Sheriff Gets a Pass on Stupid Cop Tricks

This story comes from the circuitous route of Mississippi’s Sun Herald, to Agitator Balko, to TV Star Lammers, and finally reaches the bottom of the food chain.

GULFPORT —  The seizure of 500 plants that looked like marijuana in Harrison County in 2003 did not violate the land-user’s civil rights, the 5th Court of Appeals has ruled.

The crop was kenaf planted as deer food on land leased by the Boarhog Hunting Club. Waltman planted the crop based on research at Mississippi State University. The research concluded that kenaf, used to make paper, could also attract deer and provide larger hunting trophies.

Waltman was watching a TV news show Sept. 8, 2003, when he saw an inmate work crew chopping down plants as high as 15 feet. He heard Payne say they were suspected of being marijuana. Area narcotics officials later said it was the first time they had heard of kenaf.

The raid came after a narcotics agent received a tip that marijuana was growing off Herman Ladner Road in an open field between power lines. 

Sheriff’s officials circled the area by helicopter and a sample from one plant was tested. It tested negative for THC, the illegal compound in marijuana. Agents said a sample from a fresh-cut plant could show a false result, so Payne decided to seize the plants and allow samples to dry for more  reliable tests.

Payne later said he had received reports children had been going into the field to pick the plants. Payne said he was concerned the helicopter’s presence and media coverage could encourage them to return and help themselves.

Now here’s the rub (aside from the “inmate work crew,” who likely could have told them they had the wrong plant).  Had it been marijuana, Payne would have been a hero and a genius, protecting all from demon reefer.  Had Waltman been a “bad guy,” it would have been at the top of the story and sucked the wind out of the claim.  But Waltman did nothing wrong.  It wasn’t pot. And Waltman had no history worthy of overt smear.  Waltman just got screwed.

This is all about tension.  The tension between protecting law enforcement, when it does the job we ask of it, versus the right of innocent people to not suffer harm because the sheriff made a mistake.  But this case is a good one to test the issue, since we have a nice, clear, bright line between the “good guy” plaintiff and the bone-head sheriff.

Why bonehead?  Because the sheriff, having done the right thing at first by testing the plant before razing the entire crop, came up negative.  This would lead a normal human being to question whether the knee-jerk assumption that the crop is marijuana. 

The sheriff said that it could be a false negative.  Yes it could.  So what would a reasonably thoughtful person do?  Test it again.  Test it better.  Test it.  But not this sheriff.  The test came back negative, and his solution was to destroy the entire crop.  Logical disconnects are usually the sort of stuff that judges should be able to detect. 

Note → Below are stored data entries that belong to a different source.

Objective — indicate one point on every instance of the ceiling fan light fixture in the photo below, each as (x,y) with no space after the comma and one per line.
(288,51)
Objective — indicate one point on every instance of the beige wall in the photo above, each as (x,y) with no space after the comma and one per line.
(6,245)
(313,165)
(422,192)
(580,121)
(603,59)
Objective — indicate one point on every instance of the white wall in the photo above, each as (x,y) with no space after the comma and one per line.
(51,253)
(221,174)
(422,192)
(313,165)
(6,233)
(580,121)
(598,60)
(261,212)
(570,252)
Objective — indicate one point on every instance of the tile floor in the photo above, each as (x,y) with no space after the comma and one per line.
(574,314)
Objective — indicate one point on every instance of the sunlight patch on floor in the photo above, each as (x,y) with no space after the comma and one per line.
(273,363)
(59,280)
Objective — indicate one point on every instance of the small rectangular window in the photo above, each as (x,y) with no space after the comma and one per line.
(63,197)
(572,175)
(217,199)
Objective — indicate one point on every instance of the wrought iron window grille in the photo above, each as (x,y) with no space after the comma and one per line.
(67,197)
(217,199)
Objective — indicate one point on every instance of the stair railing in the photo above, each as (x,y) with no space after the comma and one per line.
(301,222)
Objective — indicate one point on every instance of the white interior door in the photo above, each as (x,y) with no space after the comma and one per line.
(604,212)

But the decision here was that the sheriff failed to show “deliberate indifference” when he decided the run down the bonehead path with his eyes wide shut.  Boneheaded?  Yup.  Stupid.  You betcha.  But deliberate?  Not according to the Circuit.

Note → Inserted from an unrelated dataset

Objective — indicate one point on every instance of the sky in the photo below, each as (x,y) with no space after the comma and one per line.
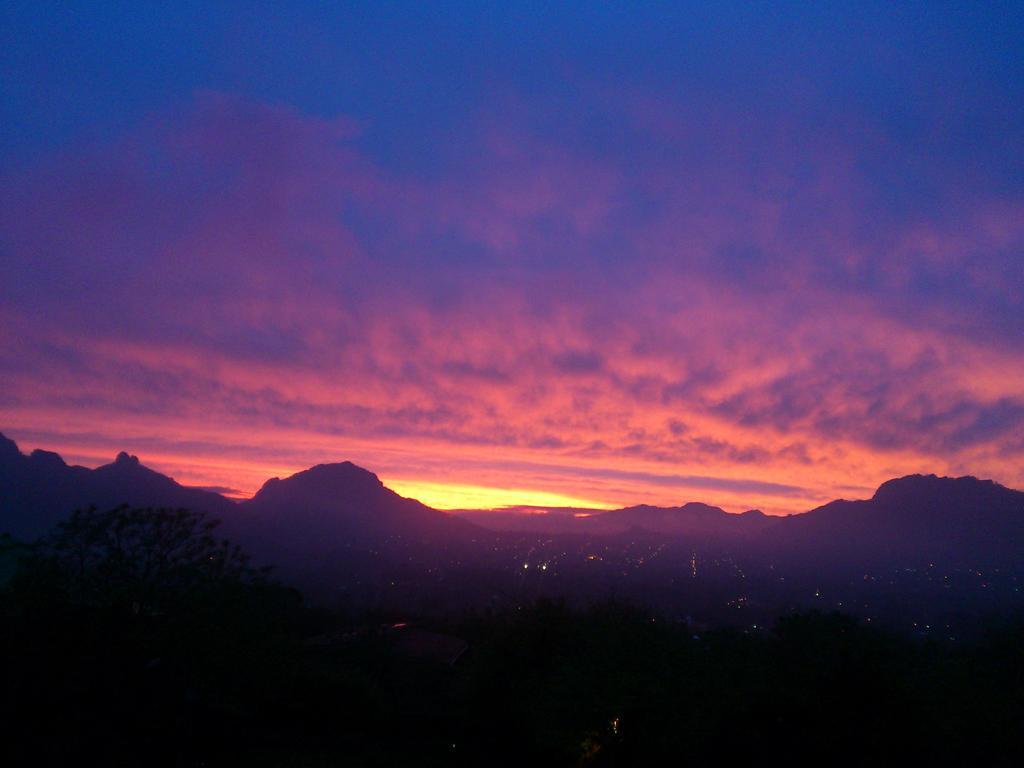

The sheriff did not cut it down callously, but with the best of intentions.  He was just wrong.  He just failed to employ any of a variety of intelligent options that would have avoided the damage and loss.  He decided to take the route of “better safe than sorry,” and now the 5th Circuit says that he doesn’t have to be sorry.

When foolish damage befalls a person, the initial course of action for the police is to find whatever they can to smear the victim and thus deflect their stupidity and responsibility.  And the courts, recognizing that we could face disaster should police be held accountable to harm to the public based upon stupidity, have enabled and encouraged police to do whatever they have to, with the Courts to do their part when needed.

Note that this is in federal court for violation of civil rights, rather than a state court action for damages to property.  While some might find this an inconsequential distinction, it strikes me as making the rule particularly grievous.  The big picture for society is not about one individuals loss of kenaf, but about law enforcement that is not accountable for its stupidity and the harm it does to the very people it exists to protect and serve.

Nothing will change until this idea is firmly planted in everybody’s head.  The cops are not a separate species, unrelated to the rest of society.  As tough a job as it is, it still requires some modest degree of thought.